Manifesta coincides with the launch of the Hermitage’s renovated modern and contemporary wing in the former General Staff Building opposite the Winter Palace. In the new top floor galleries, two rooms have been given to the wonderful, revolutionary Matisse paintings collected by Sergei Shchukin and Ivan Morozov at the turn of the last century. These introduce the rooms of artists invited by König – for instance, Klara Lidén, Bruce Nauman, Rineke Dijkstra, Wolfgang Tillmans, the Muscovites Pavel Pepperstein and Alexandra Sukhareva – alongside the romantic defiance of Vladislav Mamyshev-Monroe, and humane images takes by Ukrainian Boris Mikhailov of the protests last winter in Kiev’s Maidan Nezalezhnosti.

On the ground floor, where huge new doors and a glass roof have created vast spaces between two original sets of buildings, a series of iconic pieces show us how art can be made politically even if it is not overtly political. Ilya Kabakov’s iconic Red Wagon, owned by the Hermitage, which dramatises in three stages the vain hope, smothering containment and despair of the Soviet dream, is followed by a room full of textiles by the 1990s hero of Russian art, Timur Novikov, finding imaginative freedom through the simplest means.

Perhaps the star piece here however is the specially commissioned installation by Thomas Hirschhorn, epic in scale, entitled Abschlag (reduction). This is a construction from cardboard and other materials of an entire building in the process of demolition, with six rooms exposed complete with shabby beds, desks, radiators, and all the debris scattered. The structure is parcel taped onto the newly conserved interiors of the General Staff Building, in rebuke of their smooth facades.

Within the Hermitage itself, highlights include Susan Philipsz’s eerie musical animation of the main staircase of the New Hermitage, Lara Favoretto’s concrete plinths in rooms dedicated to ancient Greek sculpture, Marlene Dumas’s series of portraits of gay Russian heroes – including Tchaikovsky, Sergei Diaghilev and the political journalist and gay rights activist Anton Krasovsky – and Katharina Fritsch’s witty life-sized shell lady and dog.
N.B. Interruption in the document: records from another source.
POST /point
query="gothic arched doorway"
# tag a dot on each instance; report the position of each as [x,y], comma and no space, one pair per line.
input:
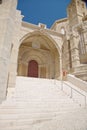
[32,69]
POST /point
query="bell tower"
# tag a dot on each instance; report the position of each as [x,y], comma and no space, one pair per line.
[76,11]
[7,26]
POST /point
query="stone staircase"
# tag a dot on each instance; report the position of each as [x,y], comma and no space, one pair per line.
[39,104]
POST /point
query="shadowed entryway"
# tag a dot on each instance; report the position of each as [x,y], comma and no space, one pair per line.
[32,69]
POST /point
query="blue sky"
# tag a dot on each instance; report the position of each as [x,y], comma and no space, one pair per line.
[43,11]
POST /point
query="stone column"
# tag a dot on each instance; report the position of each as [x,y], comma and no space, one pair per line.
[74,51]
[13,68]
[60,59]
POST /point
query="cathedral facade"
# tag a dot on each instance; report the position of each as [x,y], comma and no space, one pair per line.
[36,51]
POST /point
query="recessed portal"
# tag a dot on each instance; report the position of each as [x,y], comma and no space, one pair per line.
[32,69]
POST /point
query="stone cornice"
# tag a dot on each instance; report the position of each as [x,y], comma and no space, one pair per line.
[37,28]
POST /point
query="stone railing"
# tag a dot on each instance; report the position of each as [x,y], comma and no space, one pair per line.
[77,82]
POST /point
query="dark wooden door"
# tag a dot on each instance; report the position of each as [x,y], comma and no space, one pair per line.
[33,69]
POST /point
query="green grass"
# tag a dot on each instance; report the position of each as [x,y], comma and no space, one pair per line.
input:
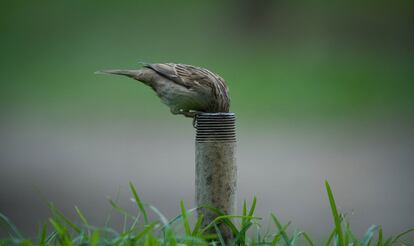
[186,229]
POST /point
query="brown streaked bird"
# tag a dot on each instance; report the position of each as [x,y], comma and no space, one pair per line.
[186,89]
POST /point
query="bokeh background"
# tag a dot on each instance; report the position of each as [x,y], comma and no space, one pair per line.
[322,90]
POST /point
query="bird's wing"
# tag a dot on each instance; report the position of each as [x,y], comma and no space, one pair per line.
[185,75]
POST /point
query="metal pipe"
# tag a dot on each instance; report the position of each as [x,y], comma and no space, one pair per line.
[216,171]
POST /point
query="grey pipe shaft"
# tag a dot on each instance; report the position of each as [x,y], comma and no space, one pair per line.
[216,171]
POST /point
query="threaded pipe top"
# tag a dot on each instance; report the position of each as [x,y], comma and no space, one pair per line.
[216,127]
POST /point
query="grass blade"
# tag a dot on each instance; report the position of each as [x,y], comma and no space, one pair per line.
[369,235]
[185,219]
[228,222]
[219,235]
[336,216]
[42,236]
[139,203]
[198,225]
[81,216]
[94,238]
[379,241]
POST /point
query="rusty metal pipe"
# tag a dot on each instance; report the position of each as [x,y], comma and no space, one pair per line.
[216,170]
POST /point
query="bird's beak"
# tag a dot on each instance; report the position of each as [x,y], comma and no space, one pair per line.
[129,73]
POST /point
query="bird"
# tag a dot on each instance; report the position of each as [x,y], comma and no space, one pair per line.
[187,90]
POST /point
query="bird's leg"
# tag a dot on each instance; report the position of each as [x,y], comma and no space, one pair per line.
[191,114]
[175,111]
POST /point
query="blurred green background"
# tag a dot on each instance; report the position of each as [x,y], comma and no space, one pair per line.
[322,90]
[281,59]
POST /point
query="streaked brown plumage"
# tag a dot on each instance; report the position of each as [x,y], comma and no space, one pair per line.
[186,89]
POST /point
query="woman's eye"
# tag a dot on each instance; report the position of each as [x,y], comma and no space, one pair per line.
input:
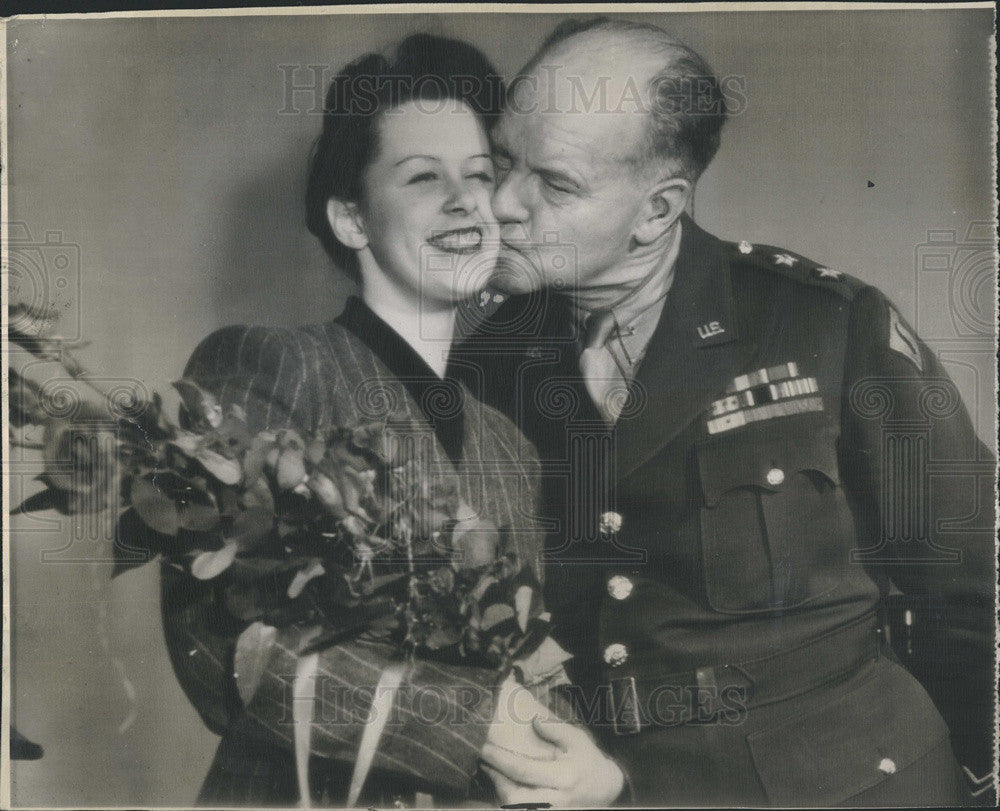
[423,177]
[557,187]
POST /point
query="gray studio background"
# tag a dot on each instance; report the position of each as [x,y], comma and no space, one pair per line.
[164,157]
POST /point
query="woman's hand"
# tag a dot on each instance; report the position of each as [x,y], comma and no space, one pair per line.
[535,758]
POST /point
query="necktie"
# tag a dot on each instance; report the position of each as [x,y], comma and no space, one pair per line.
[601,373]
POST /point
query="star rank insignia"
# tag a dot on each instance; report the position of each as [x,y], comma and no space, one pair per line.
[904,342]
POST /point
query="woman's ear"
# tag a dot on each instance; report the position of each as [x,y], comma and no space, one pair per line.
[346,224]
[665,202]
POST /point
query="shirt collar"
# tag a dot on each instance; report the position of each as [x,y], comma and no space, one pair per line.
[406,365]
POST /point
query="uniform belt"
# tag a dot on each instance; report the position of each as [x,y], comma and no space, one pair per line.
[723,693]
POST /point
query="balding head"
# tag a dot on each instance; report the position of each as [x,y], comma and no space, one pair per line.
[604,65]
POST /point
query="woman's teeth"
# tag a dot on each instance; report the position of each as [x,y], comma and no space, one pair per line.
[463,240]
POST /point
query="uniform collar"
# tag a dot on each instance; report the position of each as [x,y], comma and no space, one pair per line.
[699,307]
[692,355]
[406,365]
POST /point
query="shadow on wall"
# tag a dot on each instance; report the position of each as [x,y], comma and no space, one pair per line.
[270,270]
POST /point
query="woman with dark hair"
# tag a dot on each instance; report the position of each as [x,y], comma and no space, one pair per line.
[399,195]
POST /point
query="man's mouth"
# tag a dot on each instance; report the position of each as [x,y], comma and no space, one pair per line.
[459,240]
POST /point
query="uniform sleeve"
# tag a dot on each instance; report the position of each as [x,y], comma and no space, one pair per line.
[267,373]
[923,487]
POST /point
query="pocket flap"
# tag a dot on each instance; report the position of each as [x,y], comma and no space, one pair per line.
[768,455]
[850,744]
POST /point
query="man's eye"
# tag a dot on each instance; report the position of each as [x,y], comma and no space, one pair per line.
[423,177]
[501,165]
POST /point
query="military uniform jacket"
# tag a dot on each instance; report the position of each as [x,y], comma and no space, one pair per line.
[789,452]
[306,378]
Joseph Beuys’s monumental 1980 installation Wirthschaftswerte (Economic Values), a series of shelves with foodstuffs and implements from East Germany, is resonantly displayed as the artist wished in a gallery of German paintings created between 1813 and 1883 – the life span of Karl Marx.

But the biennial and its impact do not end there. The opening night’s party in the scruffy Sergey Kuryokhin Modern Art Center, a very different location from the grandiloquent Winter Palace, was just the start of a series of performances and exhibitions in a range of venues throughout the city, which will continue throughout the summer.

Here both foreign and Russian artists address more directly the history and politics of place. If you plan to go, do not miss Apartment Art as Domestic Resistance in a former communal flat near the Moscow Station, which manages to reflect underground artist life from the 1960s until today without toppling into nostalgia. Instead of reflecting back our own preconceptions, the temporary exhibition I saw here seemed an eagerly taken opportunity to make original work about history. While König describes his curatorial intervention as a ‘Manifesta without a Manifesto’, it is clear that Russia’s artists see the show’s presence here as far from neutral.

‘Manifesta 10’ is at the State Hermitage Museum, and other venues in St Petersburg, until 31 August.